That is misleading. In some fields that may hold. But in other fields nothing ca...

onion2k · on Jan 11, 2021

nothing can trump specializing the hardware to the computation and the algorithm

Is implementing an algorithm in hardware ever done before all of the obvious software optimizations have been exhausted? If not, how would you know you're implementing the best known version of the algorithm?

It seems to me that hardware is a route to improvement, but only after all of the software improvements have been done. If you want to spand your career making computers do stuff faster there'll always be more work to do in software, simply because if you can make something fast enough there you don't need to implement it in hardware.

samus · on Jan 11, 2021

One would assume that hardware implementations are attempted only for tried&true algorithms that saw no improvements in decades. Developing software is usually easier than developing hardware, and does not require the overhead of insane manufacturing pipelines and the associated logistics. Furthermore, FPGAs often make it possible to do product development and establish oneself on the market _now_. Even if improvements on the original algorithms are found, competitors would have trouble gaining a foothold in the market if the gains from the new algorithms are their only unique selling points.
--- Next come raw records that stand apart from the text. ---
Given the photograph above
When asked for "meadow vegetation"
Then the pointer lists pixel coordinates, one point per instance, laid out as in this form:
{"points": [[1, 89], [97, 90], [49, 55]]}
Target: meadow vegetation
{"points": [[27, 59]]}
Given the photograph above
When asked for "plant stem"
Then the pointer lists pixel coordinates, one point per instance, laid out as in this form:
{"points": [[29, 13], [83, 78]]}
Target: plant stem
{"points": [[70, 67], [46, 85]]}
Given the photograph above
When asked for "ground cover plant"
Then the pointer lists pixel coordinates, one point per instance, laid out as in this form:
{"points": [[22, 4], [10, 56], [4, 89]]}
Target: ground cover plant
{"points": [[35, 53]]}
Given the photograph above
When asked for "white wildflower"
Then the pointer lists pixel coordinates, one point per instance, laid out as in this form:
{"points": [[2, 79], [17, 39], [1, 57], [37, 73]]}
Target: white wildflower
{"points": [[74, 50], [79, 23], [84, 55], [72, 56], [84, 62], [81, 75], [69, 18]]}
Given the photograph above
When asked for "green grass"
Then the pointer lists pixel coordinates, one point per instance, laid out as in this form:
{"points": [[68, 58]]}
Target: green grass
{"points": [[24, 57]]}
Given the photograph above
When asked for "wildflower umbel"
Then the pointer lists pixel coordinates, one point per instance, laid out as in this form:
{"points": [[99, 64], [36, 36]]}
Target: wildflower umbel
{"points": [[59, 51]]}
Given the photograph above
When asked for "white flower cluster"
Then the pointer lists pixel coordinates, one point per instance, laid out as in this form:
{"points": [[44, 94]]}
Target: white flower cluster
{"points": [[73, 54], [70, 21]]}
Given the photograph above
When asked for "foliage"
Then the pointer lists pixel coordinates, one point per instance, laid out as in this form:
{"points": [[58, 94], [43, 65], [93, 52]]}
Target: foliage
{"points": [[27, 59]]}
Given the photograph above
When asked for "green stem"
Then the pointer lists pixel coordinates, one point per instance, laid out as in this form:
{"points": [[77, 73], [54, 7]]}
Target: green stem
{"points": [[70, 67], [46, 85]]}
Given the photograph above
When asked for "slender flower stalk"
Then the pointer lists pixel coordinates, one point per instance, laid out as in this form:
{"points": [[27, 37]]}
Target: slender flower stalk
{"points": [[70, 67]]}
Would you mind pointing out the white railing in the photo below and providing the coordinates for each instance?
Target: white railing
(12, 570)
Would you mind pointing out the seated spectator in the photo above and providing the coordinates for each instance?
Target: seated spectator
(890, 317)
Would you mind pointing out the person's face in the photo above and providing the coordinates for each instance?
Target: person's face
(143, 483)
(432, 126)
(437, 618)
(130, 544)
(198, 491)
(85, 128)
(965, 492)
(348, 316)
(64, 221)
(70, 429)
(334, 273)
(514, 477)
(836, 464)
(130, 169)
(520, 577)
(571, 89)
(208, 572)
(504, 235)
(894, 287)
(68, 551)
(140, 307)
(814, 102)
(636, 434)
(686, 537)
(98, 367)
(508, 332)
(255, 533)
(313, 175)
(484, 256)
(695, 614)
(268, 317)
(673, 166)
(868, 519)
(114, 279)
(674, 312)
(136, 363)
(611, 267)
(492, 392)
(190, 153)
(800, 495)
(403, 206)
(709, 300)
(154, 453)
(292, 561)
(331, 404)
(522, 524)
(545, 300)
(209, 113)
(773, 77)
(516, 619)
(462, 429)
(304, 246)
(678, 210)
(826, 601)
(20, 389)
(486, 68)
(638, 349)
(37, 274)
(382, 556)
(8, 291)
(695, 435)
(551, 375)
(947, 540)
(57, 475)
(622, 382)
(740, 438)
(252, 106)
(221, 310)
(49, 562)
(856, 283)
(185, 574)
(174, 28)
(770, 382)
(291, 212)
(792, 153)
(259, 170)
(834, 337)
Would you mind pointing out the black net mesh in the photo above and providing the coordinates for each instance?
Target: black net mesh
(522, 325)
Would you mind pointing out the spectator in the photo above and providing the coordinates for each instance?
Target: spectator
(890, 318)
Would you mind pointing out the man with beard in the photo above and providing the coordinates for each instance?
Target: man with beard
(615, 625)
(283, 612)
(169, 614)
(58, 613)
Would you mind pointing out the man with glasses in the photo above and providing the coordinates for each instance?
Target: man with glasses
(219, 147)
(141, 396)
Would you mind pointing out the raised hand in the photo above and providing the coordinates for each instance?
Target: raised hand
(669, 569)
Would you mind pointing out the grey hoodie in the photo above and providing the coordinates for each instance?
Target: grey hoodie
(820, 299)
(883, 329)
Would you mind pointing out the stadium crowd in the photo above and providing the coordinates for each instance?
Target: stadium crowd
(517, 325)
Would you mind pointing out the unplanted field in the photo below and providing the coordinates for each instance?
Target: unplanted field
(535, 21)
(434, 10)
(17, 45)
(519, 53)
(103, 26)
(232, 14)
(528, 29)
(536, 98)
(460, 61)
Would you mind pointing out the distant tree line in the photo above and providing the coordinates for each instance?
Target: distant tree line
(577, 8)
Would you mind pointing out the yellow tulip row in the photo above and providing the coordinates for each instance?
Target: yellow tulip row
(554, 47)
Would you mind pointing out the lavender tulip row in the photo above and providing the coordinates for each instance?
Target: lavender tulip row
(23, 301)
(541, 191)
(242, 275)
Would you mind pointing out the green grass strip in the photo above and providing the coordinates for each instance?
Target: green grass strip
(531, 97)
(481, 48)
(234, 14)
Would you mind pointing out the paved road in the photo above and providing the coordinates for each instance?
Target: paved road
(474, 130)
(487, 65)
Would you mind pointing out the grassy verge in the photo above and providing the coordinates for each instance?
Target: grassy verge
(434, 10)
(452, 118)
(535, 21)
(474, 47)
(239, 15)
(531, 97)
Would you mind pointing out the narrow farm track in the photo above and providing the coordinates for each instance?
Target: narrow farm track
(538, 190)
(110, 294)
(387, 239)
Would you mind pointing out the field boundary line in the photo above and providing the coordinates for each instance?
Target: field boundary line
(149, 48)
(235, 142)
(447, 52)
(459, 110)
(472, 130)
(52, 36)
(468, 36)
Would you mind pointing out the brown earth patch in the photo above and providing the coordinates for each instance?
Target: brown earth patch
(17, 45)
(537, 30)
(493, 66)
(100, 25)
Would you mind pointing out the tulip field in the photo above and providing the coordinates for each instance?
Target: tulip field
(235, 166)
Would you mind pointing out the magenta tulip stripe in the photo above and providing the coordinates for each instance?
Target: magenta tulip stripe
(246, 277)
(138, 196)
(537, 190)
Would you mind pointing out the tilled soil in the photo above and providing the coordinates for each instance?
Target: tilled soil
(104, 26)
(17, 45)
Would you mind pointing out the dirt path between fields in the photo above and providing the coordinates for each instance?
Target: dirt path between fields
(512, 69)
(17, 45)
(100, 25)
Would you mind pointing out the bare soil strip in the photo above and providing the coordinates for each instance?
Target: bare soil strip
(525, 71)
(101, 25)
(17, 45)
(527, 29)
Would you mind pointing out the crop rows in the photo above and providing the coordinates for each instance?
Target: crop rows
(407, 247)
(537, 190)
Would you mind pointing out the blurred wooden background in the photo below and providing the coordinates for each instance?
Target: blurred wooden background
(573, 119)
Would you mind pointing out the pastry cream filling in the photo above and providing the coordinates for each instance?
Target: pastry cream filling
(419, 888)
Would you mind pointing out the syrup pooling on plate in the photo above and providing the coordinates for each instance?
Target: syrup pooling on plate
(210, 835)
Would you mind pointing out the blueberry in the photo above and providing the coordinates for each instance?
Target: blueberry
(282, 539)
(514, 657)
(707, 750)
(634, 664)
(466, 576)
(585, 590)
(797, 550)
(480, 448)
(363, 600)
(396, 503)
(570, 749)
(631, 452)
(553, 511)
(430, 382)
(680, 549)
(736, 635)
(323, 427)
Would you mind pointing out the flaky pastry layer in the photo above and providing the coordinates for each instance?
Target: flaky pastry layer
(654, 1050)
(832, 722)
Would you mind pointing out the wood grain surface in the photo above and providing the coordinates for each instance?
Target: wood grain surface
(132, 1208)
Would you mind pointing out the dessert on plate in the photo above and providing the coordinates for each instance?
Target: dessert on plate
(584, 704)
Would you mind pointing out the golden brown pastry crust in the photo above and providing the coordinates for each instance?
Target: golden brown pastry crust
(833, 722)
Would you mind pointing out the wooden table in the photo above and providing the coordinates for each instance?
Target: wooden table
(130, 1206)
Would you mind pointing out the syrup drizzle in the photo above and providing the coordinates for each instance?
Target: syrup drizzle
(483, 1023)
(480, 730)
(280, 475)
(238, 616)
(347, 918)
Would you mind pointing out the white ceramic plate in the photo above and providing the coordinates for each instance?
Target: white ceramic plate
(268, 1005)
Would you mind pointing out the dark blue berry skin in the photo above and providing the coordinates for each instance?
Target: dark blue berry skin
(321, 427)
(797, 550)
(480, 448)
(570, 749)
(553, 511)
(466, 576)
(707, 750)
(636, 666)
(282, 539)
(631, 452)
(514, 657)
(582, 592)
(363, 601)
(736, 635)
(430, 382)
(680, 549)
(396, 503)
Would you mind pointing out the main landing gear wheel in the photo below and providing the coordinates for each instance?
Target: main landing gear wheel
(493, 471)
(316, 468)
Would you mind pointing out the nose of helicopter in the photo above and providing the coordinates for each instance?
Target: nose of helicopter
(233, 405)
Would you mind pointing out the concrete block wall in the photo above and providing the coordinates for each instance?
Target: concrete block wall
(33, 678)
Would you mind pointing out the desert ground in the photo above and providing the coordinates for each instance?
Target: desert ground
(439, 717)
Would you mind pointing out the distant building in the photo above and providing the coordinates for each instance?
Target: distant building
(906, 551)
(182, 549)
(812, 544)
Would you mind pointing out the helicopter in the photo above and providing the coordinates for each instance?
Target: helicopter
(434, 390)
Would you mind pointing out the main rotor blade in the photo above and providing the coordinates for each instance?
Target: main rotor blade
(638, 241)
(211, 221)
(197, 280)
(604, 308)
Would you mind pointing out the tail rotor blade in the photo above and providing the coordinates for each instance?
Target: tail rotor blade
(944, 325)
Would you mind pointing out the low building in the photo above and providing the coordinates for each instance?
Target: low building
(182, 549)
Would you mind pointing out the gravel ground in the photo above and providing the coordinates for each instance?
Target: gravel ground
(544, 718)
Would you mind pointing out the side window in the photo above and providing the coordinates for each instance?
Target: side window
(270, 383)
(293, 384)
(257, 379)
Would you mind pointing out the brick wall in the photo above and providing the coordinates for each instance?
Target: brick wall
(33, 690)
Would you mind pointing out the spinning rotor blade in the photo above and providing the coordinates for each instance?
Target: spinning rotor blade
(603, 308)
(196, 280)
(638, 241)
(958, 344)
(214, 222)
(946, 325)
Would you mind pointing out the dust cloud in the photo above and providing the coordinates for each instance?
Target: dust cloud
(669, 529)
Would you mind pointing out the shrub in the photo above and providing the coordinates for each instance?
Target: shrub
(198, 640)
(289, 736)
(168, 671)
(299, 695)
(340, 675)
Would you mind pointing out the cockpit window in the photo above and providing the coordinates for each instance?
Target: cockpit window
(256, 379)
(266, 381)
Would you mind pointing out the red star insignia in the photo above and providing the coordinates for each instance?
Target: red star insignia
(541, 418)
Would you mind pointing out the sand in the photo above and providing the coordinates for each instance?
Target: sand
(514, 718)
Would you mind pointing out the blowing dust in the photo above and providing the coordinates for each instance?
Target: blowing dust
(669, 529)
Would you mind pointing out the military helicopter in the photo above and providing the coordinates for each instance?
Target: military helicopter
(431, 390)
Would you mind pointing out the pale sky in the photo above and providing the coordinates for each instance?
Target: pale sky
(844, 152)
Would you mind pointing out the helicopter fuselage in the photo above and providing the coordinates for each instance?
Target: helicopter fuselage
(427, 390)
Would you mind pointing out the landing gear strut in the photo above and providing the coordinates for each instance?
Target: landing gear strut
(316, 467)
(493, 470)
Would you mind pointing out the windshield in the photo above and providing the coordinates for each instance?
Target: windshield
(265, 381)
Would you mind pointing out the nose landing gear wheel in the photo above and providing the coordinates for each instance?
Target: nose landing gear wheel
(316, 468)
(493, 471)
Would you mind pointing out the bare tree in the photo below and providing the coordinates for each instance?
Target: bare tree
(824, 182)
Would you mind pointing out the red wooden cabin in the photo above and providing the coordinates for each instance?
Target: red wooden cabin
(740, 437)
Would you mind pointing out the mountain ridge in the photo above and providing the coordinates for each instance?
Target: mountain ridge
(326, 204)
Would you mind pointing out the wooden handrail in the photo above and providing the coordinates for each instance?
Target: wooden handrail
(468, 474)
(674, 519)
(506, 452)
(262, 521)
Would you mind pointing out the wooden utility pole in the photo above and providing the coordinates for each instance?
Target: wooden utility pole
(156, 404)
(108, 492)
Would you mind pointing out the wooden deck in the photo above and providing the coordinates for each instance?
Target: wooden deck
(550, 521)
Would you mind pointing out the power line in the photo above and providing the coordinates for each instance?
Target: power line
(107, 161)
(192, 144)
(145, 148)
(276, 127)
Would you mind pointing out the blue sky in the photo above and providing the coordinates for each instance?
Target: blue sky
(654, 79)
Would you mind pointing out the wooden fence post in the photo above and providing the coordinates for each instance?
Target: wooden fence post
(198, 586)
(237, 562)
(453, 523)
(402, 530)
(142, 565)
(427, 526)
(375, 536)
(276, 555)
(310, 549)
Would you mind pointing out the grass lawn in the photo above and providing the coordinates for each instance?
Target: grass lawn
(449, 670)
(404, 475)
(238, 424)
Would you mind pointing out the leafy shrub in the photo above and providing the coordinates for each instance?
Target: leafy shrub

Then again, there is this crypto-mining boom, where custom ASICs and GPUs literally pay for themselves. There, the associated algorithms were specified to be slow, and no improvements on them can be reasonably expected unless quantum computing takes off for real and opens new venues.

hvidgaard · on Jan 11, 2021

To state it in another way. A less than optimal algorithm implemented in hardware, can be completly dominated by algorithmic improvement. If the improved algorithm is implemented in hardware it would be the new fastest implementation.

That said, when you implement specialized algorithms in hardware, it's likely because it's good enough for the task it's designed for.

fredophile · on Jan 11, 2021

I don't specialize in hardware but I'd guess this is very situation dependant. Algorithms that can easily be implemented on FPGAs and parallelized could probably see easy gains. There are also real world considerations that big o notation doesn't cover. Sorting algorithm A may be faster than algorithm B due to better cache usage even if B is algorithmically better.